Business & Marketing

Fusion Farms - Some call us crazy

“San Diego to Puerto Rico? Why? Are you nuts? Are you going to give up your citizenship? What about medical insurance, international calls, social security and crime? Do they have power yet? Does anyone therespeak English? Can you drink the water?”

Yep, we got them all.

Yet, here we are dispelling myths daily and embracing the challenges.

We chose Puerto Rico. We were not forced to move here, running from the law or evading (but definitely avoiding) taxes. We are still US citizens and our friends and family from the States don’t need a passport to come visit us.

There are 2 reasons we moved here: personal and professional.

Let’s start with personal.

When we decided to relocate to Puerto Rico from San Diego to start Fusion Farms, our announcement was met with quite a few raised eyebrows. After all, San Diego is one of the greatest cities on earth, right?

Don’t get me wrong! We loved San Diego and enjoyed most of what it had to offer until the island of Puerto Rico pulled at our heartstrings compelling us to take the leap.

I believe pictures speak a thousand words so below is the view we wake up to every morning. And let me mention that beachfront real estate is a fraction of the price it would cost in San Diego.

Most of what we need is within 3 miles. There is no stoplight in our town and yet Home Depot and Walmart are only 30 minutes away.  We have plenty of good restaurants and snorkeling is perfect without a wetsuit. We did not choose to live in a gated community in Dorado or San Juan. We chose the west side of the island where sunsets and surfing are the norm.

Yesterday, we went down the 115 affectionately called, “Mango Alley,” to collect some Ataulfo mangos (Champagne mangos) that ripened and fell to the ground like manna for the community to enjoy. Locals and tourists with their grocery bags line the road looking for the best specimens; it reminded me of Easter egg hunts and the excitement when you find the perfect one that someone else overlooked.

We have been residents for only 5 months and yet we feel a deep connection to the culture and the way of life. We have been embraced here in a way that is not common anywhere esle that we have experienced in the States. Puerto Ricans are warm, friendly, inviting, and patient – especially with our pathetic attempt at Spanish.

Island life provides a unique juxtaposition of being geographically disconnected from the States and yet still being a US citizen. Currently, the United States has sixteen territories, five of which are permanently inhabited: Puerto Rico, Guam, Northern Mariana Islands, the U.S. Virgin Islands, and American Samoa. They are classified as unincorporated territories so no passport is needed to travel from the States.
 

On March 2, 1917, the Jones–Shafroth Act was signed, collectively making Puerto Ricans United States citizens without rescinding their Puerto Rican citizenship.

So, how does that work with taxes, voting and all the other rights and responsibilities of US citizens?

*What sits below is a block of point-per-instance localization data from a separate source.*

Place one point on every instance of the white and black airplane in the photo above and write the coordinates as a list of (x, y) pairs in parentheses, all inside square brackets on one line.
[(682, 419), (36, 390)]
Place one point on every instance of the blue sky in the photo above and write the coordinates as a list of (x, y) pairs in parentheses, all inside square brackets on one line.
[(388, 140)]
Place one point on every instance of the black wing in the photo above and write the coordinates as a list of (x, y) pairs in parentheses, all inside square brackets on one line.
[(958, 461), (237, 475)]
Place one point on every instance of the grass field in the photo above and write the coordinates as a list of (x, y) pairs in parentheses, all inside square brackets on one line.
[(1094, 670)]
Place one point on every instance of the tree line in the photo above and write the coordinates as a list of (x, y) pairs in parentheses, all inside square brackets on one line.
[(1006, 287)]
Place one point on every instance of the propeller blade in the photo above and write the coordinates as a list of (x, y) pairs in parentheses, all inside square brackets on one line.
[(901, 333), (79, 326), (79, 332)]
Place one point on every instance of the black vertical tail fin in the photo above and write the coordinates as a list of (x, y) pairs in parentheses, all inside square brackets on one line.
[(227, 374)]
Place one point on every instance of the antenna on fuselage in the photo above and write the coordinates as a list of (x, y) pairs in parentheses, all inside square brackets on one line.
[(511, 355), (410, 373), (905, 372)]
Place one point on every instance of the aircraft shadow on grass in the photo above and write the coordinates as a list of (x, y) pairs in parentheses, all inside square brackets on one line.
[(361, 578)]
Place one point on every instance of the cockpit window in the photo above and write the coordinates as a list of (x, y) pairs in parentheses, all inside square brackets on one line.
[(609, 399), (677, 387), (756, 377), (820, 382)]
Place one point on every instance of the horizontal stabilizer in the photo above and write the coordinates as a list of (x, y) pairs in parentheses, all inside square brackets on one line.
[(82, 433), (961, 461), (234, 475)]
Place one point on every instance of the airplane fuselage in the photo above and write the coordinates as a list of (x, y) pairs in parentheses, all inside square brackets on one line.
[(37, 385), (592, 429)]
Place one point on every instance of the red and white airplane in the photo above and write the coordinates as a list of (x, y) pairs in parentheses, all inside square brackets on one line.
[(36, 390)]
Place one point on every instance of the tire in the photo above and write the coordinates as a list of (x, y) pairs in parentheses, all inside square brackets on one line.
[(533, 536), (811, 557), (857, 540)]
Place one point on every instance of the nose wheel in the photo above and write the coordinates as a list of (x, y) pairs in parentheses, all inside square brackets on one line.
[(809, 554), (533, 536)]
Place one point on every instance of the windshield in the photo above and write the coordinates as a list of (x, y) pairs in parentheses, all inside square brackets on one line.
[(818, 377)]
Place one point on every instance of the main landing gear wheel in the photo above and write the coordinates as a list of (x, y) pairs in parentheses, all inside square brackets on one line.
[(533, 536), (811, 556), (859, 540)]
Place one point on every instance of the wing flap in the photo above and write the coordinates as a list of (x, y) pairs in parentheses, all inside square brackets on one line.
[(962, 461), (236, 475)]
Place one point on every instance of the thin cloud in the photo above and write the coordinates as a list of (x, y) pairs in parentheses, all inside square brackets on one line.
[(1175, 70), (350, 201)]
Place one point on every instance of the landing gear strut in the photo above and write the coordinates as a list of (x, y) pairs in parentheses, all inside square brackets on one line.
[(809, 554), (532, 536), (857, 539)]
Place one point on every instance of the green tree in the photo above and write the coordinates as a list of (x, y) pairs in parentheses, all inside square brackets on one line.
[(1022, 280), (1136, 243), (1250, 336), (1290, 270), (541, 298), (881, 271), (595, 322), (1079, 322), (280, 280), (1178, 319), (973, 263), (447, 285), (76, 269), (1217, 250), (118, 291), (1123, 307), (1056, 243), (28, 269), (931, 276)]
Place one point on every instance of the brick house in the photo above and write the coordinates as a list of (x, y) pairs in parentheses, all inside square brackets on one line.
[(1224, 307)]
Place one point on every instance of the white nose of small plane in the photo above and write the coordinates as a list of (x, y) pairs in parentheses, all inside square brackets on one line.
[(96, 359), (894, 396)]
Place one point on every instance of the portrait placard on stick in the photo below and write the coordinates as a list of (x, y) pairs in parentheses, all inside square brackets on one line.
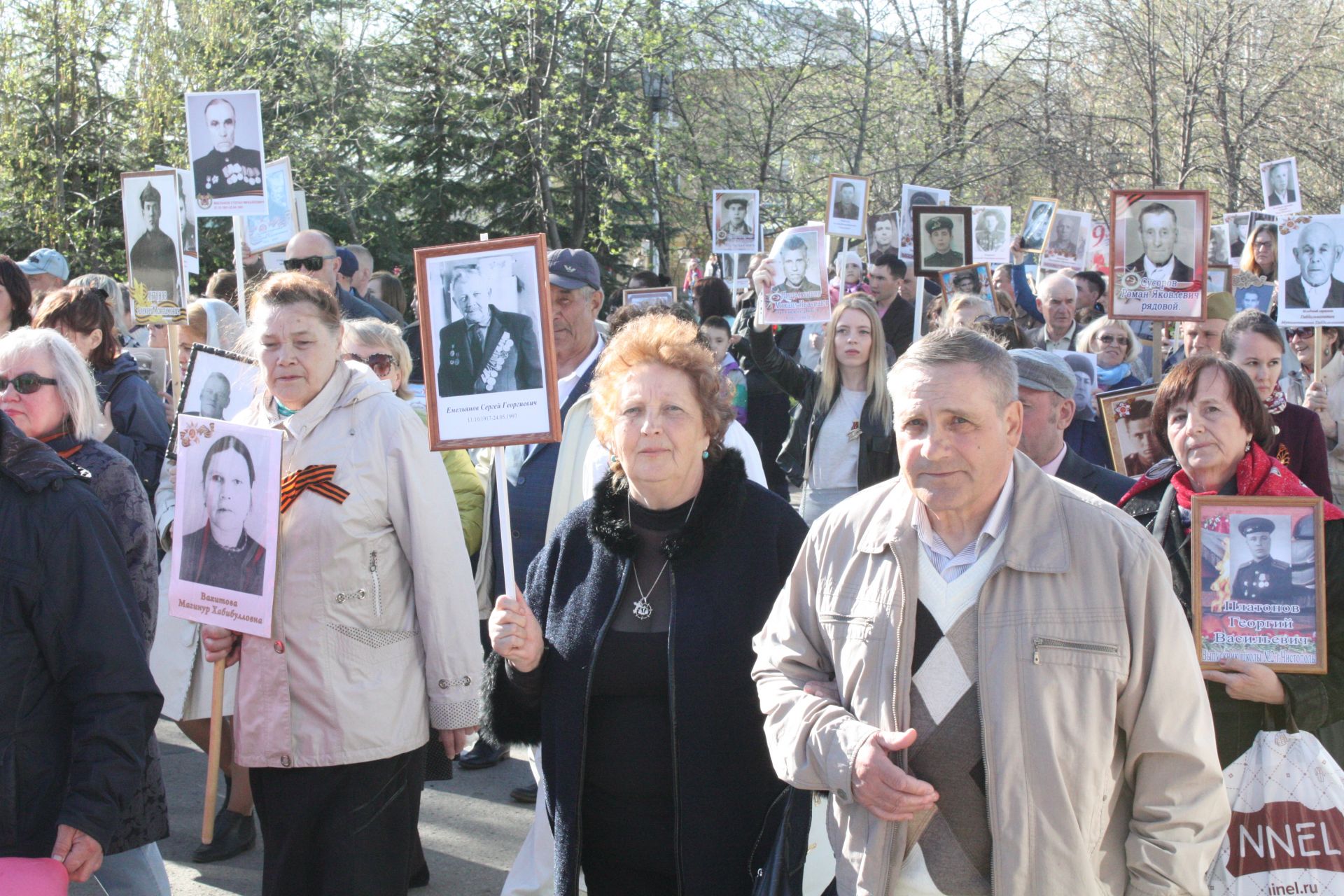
[(1259, 574), (1159, 254), (227, 524), (153, 245), (227, 156), (799, 295), (737, 220), (1310, 248), (942, 238), (993, 232), (847, 206), (1128, 415), (488, 344)]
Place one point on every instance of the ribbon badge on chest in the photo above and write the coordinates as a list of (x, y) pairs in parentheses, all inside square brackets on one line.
[(315, 479)]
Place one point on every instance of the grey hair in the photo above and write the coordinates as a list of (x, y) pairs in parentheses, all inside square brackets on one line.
[(961, 346), (74, 379)]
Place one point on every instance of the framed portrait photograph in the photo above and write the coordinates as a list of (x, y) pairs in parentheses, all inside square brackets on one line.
[(1278, 184), (487, 343), (227, 159), (1310, 292), (883, 234), (968, 279), (911, 197), (227, 524), (280, 223), (1128, 415), (1041, 214), (650, 296), (992, 226), (737, 220), (847, 206), (190, 242), (1098, 253), (1259, 573), (942, 235), (219, 386), (153, 246), (1068, 242), (799, 295), (1159, 254)]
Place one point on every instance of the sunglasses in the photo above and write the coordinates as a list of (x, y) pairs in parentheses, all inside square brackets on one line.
[(24, 383), (381, 365), (312, 262)]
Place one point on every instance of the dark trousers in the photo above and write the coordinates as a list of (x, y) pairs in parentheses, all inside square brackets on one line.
[(339, 830), (768, 422)]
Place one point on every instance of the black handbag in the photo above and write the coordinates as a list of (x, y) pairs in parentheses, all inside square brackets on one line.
[(781, 846)]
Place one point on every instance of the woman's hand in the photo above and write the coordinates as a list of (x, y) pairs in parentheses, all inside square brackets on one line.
[(515, 633), (1249, 681), (220, 644)]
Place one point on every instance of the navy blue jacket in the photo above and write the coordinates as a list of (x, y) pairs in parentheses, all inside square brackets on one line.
[(727, 567)]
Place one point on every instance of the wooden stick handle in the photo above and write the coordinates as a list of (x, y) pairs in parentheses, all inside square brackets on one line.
[(217, 722)]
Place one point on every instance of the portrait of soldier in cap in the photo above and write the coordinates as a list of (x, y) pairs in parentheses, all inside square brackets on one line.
[(1264, 578)]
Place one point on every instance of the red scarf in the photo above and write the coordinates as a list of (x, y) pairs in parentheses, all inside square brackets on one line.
[(1257, 476)]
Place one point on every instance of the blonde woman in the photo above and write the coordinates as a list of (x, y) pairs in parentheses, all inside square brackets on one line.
[(1116, 348), (840, 437)]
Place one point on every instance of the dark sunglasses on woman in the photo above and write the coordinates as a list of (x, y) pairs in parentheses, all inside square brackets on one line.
[(24, 383), (381, 365)]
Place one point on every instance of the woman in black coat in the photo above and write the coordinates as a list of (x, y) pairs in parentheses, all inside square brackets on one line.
[(631, 660)]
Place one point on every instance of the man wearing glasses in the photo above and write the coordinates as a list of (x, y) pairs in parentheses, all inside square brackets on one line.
[(314, 253)]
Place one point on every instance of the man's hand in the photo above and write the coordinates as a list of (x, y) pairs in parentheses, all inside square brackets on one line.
[(515, 633), (882, 786), (220, 644), (78, 852), (454, 741)]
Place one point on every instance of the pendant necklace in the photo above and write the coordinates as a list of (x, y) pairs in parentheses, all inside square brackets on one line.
[(643, 609)]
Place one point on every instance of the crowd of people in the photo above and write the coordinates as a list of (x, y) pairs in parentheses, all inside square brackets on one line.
[(883, 556)]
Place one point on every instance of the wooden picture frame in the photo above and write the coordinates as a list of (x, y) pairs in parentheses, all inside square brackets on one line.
[(1135, 448), (1265, 609), (503, 393), (650, 296), (1132, 295), (958, 251)]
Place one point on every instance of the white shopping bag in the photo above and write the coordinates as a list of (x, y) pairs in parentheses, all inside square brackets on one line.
[(1288, 830)]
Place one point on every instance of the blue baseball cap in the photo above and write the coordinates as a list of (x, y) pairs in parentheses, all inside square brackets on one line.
[(573, 269), (46, 261)]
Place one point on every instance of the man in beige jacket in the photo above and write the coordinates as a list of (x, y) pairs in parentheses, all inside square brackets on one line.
[(988, 668)]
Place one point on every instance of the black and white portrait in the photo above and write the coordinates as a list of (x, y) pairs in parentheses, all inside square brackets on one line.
[(226, 526), (1035, 229), (153, 234), (737, 226), (847, 206), (227, 159), (1278, 182), (883, 234), (992, 226), (1066, 245), (486, 332), (1310, 248)]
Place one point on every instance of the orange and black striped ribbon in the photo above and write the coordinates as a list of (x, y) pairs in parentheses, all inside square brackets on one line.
[(318, 479)]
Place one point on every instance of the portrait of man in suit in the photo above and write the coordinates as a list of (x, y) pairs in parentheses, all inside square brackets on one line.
[(1317, 251), (486, 349), (1159, 232)]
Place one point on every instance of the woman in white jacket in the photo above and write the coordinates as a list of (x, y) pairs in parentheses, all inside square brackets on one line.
[(374, 636)]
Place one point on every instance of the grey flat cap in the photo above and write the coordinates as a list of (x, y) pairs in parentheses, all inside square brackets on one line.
[(1043, 371)]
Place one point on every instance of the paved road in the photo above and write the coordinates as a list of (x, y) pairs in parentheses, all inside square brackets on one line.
[(470, 828)]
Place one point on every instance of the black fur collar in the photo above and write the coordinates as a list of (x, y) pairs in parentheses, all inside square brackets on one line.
[(720, 492)]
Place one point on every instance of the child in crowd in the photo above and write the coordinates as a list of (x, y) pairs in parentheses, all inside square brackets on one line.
[(717, 332)]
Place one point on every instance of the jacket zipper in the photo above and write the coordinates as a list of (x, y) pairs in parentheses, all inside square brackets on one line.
[(588, 699), (378, 586), (1109, 649)]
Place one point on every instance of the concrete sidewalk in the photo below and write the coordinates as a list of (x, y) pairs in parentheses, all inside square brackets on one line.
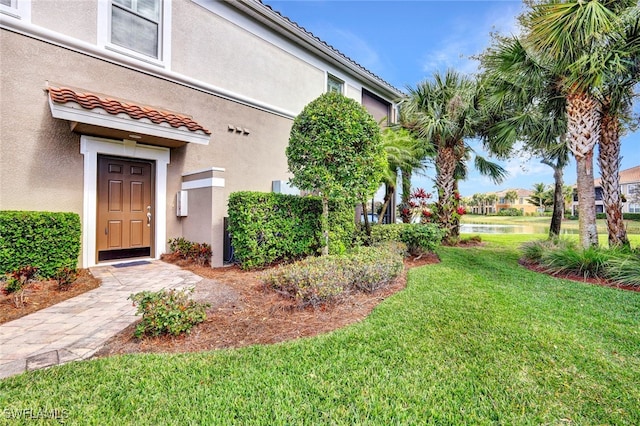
[(76, 328)]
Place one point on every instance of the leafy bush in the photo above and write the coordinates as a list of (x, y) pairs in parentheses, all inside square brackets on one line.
[(269, 227), (376, 267), (200, 253), (625, 216), (167, 312), (421, 238), (65, 277), (590, 262), (317, 280), (47, 241)]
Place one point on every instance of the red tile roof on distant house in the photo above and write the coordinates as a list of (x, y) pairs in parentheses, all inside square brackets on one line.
[(631, 175), (62, 95)]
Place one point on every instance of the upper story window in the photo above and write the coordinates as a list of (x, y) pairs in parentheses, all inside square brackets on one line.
[(137, 25), (334, 84), (20, 9)]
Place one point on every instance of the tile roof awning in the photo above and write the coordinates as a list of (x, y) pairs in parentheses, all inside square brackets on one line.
[(99, 115)]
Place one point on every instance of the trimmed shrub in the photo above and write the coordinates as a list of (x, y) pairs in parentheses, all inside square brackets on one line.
[(199, 253), (624, 268), (511, 211), (590, 262), (387, 233), (318, 280), (269, 227), (47, 241), (533, 251), (421, 238), (167, 312)]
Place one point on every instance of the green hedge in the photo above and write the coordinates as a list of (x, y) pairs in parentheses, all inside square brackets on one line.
[(48, 241), (267, 227)]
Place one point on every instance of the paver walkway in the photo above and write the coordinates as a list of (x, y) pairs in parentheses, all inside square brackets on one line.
[(76, 328)]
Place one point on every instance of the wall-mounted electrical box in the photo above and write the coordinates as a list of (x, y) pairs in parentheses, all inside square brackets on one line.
[(182, 203)]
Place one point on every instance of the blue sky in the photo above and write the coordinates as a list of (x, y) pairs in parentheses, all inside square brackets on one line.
[(406, 42)]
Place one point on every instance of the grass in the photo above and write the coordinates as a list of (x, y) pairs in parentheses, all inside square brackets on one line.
[(476, 339), (633, 227)]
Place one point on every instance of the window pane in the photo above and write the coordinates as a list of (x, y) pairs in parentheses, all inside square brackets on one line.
[(334, 85), (149, 9), (133, 32), (125, 3)]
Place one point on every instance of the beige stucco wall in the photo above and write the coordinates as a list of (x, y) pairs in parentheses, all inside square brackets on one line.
[(75, 18), (42, 168)]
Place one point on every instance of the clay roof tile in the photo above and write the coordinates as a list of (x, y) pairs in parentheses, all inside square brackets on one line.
[(62, 95)]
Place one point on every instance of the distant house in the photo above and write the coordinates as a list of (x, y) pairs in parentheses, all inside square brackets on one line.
[(629, 187), (143, 116), (493, 202)]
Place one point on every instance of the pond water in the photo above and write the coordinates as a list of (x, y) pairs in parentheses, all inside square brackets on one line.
[(478, 228)]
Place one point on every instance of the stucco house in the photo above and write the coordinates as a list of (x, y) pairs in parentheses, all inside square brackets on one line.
[(142, 116)]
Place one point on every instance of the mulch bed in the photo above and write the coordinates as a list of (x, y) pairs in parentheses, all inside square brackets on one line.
[(253, 314), (576, 277), (42, 294)]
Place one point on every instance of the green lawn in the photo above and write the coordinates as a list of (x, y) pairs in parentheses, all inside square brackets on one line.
[(476, 339), (632, 226)]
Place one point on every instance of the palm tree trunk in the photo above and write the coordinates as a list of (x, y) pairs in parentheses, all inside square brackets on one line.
[(558, 198), (583, 130), (609, 160), (389, 194), (325, 225), (446, 161)]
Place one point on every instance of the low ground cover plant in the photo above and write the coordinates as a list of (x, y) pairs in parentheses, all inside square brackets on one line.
[(560, 255), (199, 253), (167, 312), (318, 280)]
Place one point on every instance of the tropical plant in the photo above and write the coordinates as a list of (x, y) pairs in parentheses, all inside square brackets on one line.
[(541, 196), (523, 108), (616, 99), (511, 196), (442, 111), (335, 149), (403, 152)]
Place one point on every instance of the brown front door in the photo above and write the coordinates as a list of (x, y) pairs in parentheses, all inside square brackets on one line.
[(125, 208)]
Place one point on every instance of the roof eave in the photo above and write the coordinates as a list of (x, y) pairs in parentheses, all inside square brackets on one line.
[(298, 35)]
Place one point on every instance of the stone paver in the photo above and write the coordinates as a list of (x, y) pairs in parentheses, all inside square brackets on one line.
[(76, 328)]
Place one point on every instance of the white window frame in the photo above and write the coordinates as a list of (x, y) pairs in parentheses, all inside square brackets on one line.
[(164, 36), (336, 79), (19, 9)]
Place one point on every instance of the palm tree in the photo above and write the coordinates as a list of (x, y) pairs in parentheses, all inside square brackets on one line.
[(511, 197), (576, 36), (523, 106), (443, 112), (616, 105), (491, 201), (540, 196)]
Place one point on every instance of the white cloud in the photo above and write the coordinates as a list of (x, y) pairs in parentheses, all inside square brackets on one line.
[(469, 36)]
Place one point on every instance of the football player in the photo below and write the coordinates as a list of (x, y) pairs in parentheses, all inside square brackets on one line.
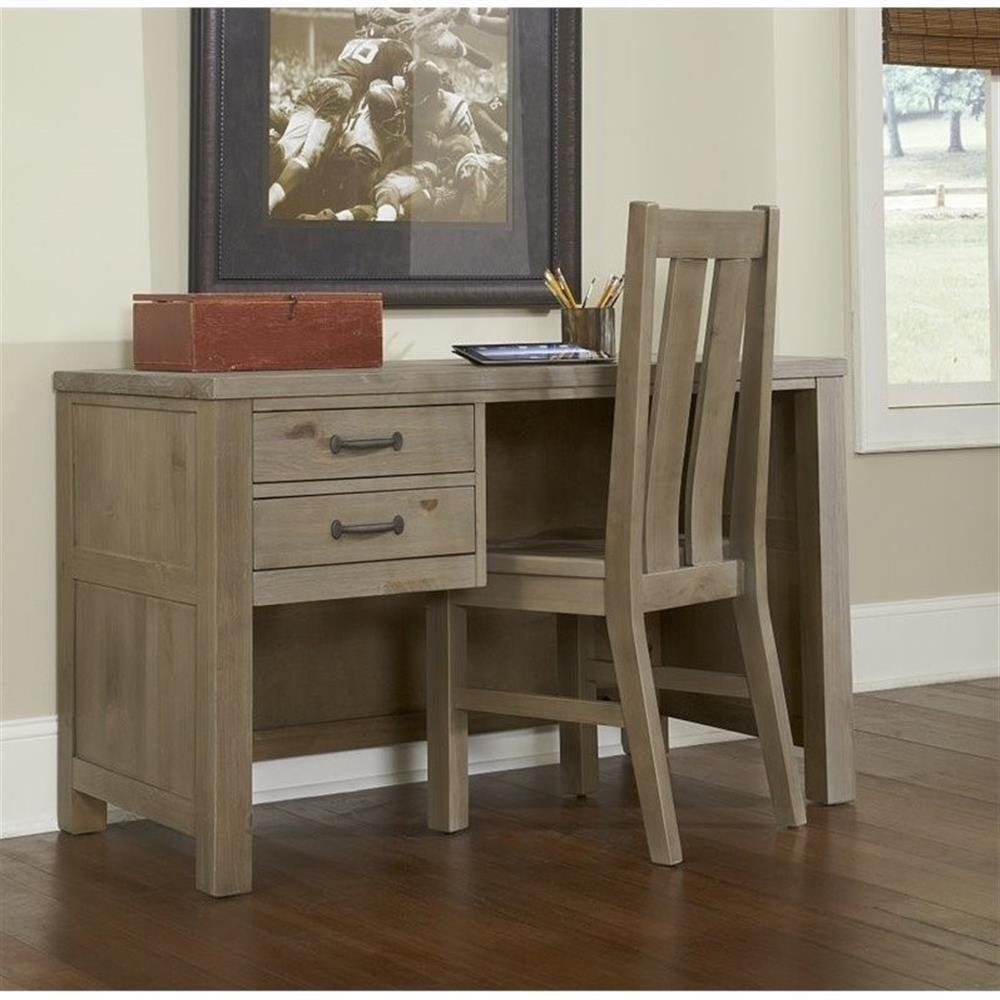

Let’s be clear. We are not CPA’s, lawyers or politicians.  We are Urban Farmers here to help the island obtain food sovereignty and give Puerto Ricans an advantage. In our research on Puerto Rico, we have learned of a great many “incentives” that helped to make our contribution and relocation more feasible. We are not hoping to educate people on all the tax advantages and if you are interested in why we pay ZERO US Federal Income tax, you can read about how that works through ACT 22. What I will say is that when we did the math comparing taxes in Puerto Rico vs. California, the results were astounding…and extremely motivating.